Wednesday, May 16, 2012

The love and hate of Node.js

I've been in the happy position lately of interviewing engineers for my new start-up. If you've read any of my previous articles or seen my talks (Talk Notes (warning: PDF download)) you know I love this stuff (Jobs page).

I'm always up for a spirited discussion about algorithms or languages with smart people, but I do consider too much technical religion to be a red flag and it seems to be a rather common affliction.

So when I started interviewing recently, I was immediately reminded of the blind loyalty some times given to pieces of technology. As if all other competing languages/frameworks/variable-naming-schemes are "crap" where "crap" is loosely defined as, well, I'm not sure - but something that the person saying "crap" sure doesn't like. It's probably safe to say that any popular technology has (or had) a useful purpose at one point, and also I think it's safe to say that same piece of technology is not always the right solution.

Along with the perpetual Hackers news debates, I right away ran into a "Node Guy". That is, a guy maybe just a tad overzealous about using Node.js for, you know, everything.

I asked him why he chose Node for his last project. The answer was "Because it scales super well".

I will say, the marketing hype around Node is pretty good. I am not saying his answer was wrong. It wasn't. But it's pretty similar to answering the question "Why do you want to buy a Porsche?" - with the answer "Because it's fast".

Likely true, but by no means a distinguishing feature.

It isn't hard to find discussions in the developer community defending the performance of Node. Node at its core, is a C++ server. That part is likely competitively fast. But after that, the focus is on the performance of the JavaScript callouts. Someone told me that "microbenchmarks" aren't fair to Node and don't show the true performance. I think they're right in both cases - because microbenchmarks likely involve only a small amount of JavaScript. Truth is, the more JavaScript your Node application runs, the more its going to lose against server frameworks built in faster languages. In other words, microbenchmarks are probably the best Node is ever going to look.

Google's V8 JavaScript engine literally enabled Node to exist at all.
There are of course another set of people (the "Node haters") that are nothing short of incensed by the idea of Node. To them, it feels rather silly to create a server framework in a language like JavaScript. I can relate to someone who has spent years eek'ing out all possible performance of a C++ server only to watch someone write one in JavaScript and claim speediness.

In the early days of any field of science - science, invention, and engineering must overlap. That is, folks think up science, try it, and piece it together to see if it works - however rickety. Eventually however, enough tools and best-practices exist to allow details to be abstracted.
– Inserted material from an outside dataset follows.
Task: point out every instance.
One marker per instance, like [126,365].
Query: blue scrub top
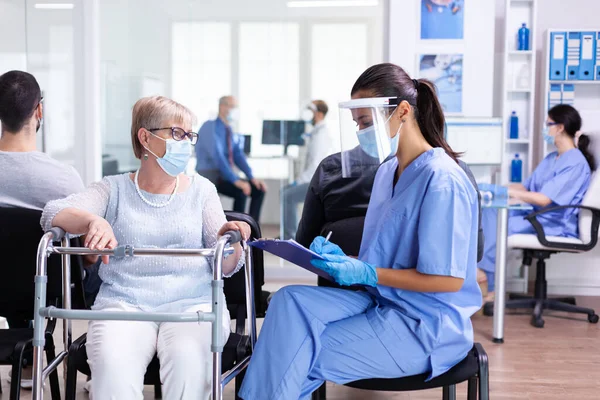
[565,180]
[427,221]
When that happens, many more people can create cool things with existing and tested pieces (i.e. engineer them together). Simply, you need to worry less about the details of the science to get things done. People with no knowledge of the underlying science can glue widgets together to make something. Often amazing things - at that time, you might consider that that "science" is somewhat beginning its evolution towards being an "art".

Possibly the quintessential computer science course is something like "Algorithms & Data Structures". Do you need that course to develop apps these days? Again, by proof of existence - I think not. If you have a phone interview with me I will ask you the difference between an Growable Array (aka Vector, ArrayList, etc) and a Linked List. Both structures do arguably the same thing but with notably different performance characteristics.
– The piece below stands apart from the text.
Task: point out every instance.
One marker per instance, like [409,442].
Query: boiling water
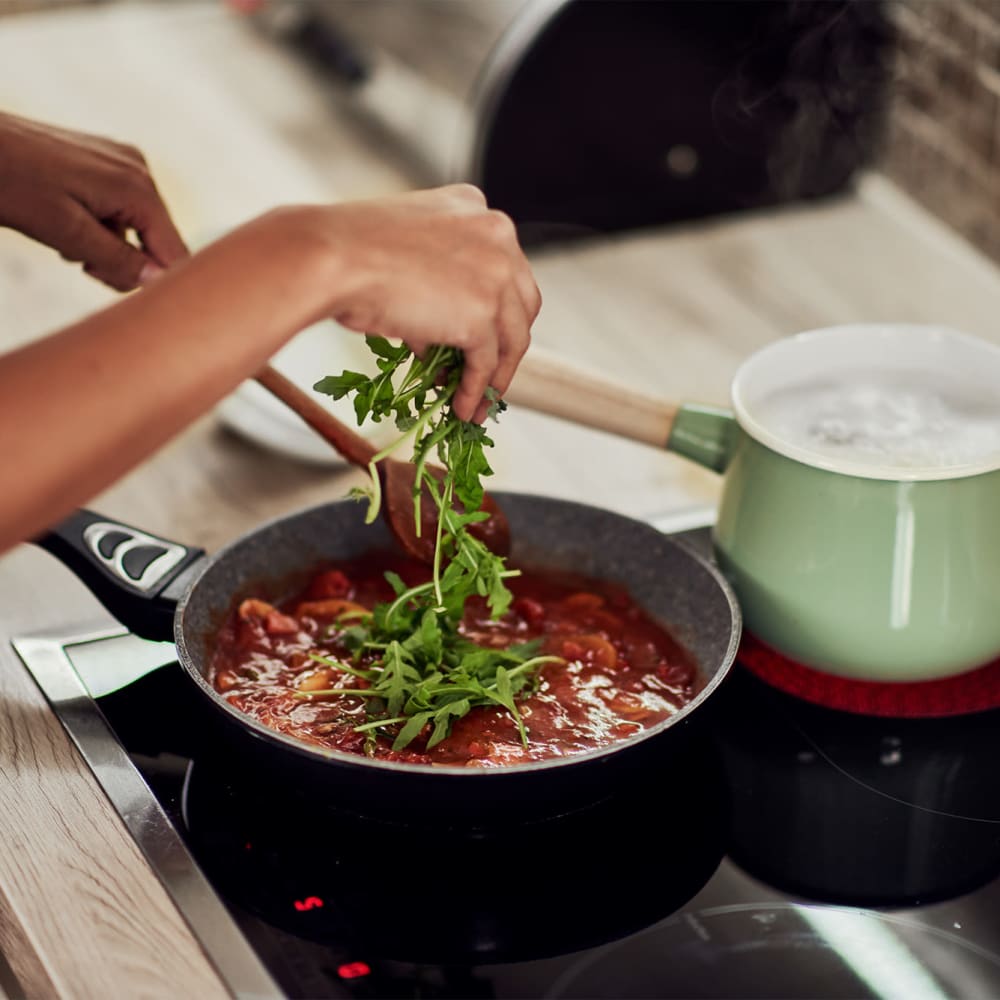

It's quite hard to create any application without using some form of list, but as long you have a "list" you know you can get the job done. I promise you there are thousands of sites and apps using the wrong list at the wrong time and incurring nasty linear time searches or insertions in nasty places. Truth is, if that never shows up as a measurable bottleneck, then one could argue that despite the algorithmic transgression - that code is "good enough".
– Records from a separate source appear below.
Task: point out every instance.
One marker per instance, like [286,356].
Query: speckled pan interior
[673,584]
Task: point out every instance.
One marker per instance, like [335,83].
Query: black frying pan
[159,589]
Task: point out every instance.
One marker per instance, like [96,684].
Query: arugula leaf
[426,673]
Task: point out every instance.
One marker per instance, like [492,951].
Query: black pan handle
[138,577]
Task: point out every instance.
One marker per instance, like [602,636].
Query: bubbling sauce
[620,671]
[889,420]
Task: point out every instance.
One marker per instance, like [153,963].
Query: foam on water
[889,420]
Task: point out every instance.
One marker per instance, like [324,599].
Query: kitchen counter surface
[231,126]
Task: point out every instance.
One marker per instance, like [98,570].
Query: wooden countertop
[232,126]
Happy or sad, "good enough" is getting "good enougher" all the time. CPUs are fast and getting faster covering the tracks of slow code. We've never lived in a better time for algorithmic indifference. Comparatively, disks are slow, which make databases slow, which make the performance of the algorithms and languages you choose in your app less important than ever (not to be confused with "unimportant"). In fact, I'd argue that the entire resurgence of interpreted, dynamic languages can be traced back to the lackadaisical 5ms seek times of spinning disk drives. That's a bold statement and probably a whole other article - but if disks/databases are basically always the bottleneck (rather true in most web apps) - who cares how fast your language runs.

(disclaimer: If you've read anything else I've ever wrote you know I'm merely an observer of this trend, not a subscriber)

The controversy over Node is that it implies that developers from the client are piercing into the server. A domain typically full of people that came up from the OS layer. Those people are asking does it really make sense to write servers in a historically (slow) client language?

Further, and possibly a bit more personally, should people who only know client languages be writing servers at all? Server code is a unique skill just like many other things. Dabbling in writing servers is like me dabbling in doing web design - trust me, it's not pretty. There's only so many lower levels left - would you want a JavaScript operating system?

On the notable other hand - People who only know or love that client language have been given a whole new freedom and ability. They'll argue (with a rather reasonable defense) that Node.js represents one of the easiest ways to create a server or web app. Even if they don't defend the performance, in many practical cases, they don't need to - like it or not at the right time it can be "good enough" (again, proof by existence). It's positively no wonder they defend Node. They are defending their newly found, wondrous abilities that can solve real problems. Wouldn't you?

So as my information-less friend said - Node will scale. But that is, indeed information-less. So can Ruby, Rails, Java, C++, and COBOL - architectures scale - languages and servers don't. Just like most web apps, a Node application will probably be bottle-necked at its database. You can fool yourself that Node itself is "insanely fast" but you'd be fooling yourself (Java/Vert.x vs. Node, Java/Jetty vs. Node, Node vs. lots) and rest assured that despite scaling, some portion of your latency is baked into your language/framework performance. Your users are paying milliseconds for your choice of an interpreted and/or dynamic language.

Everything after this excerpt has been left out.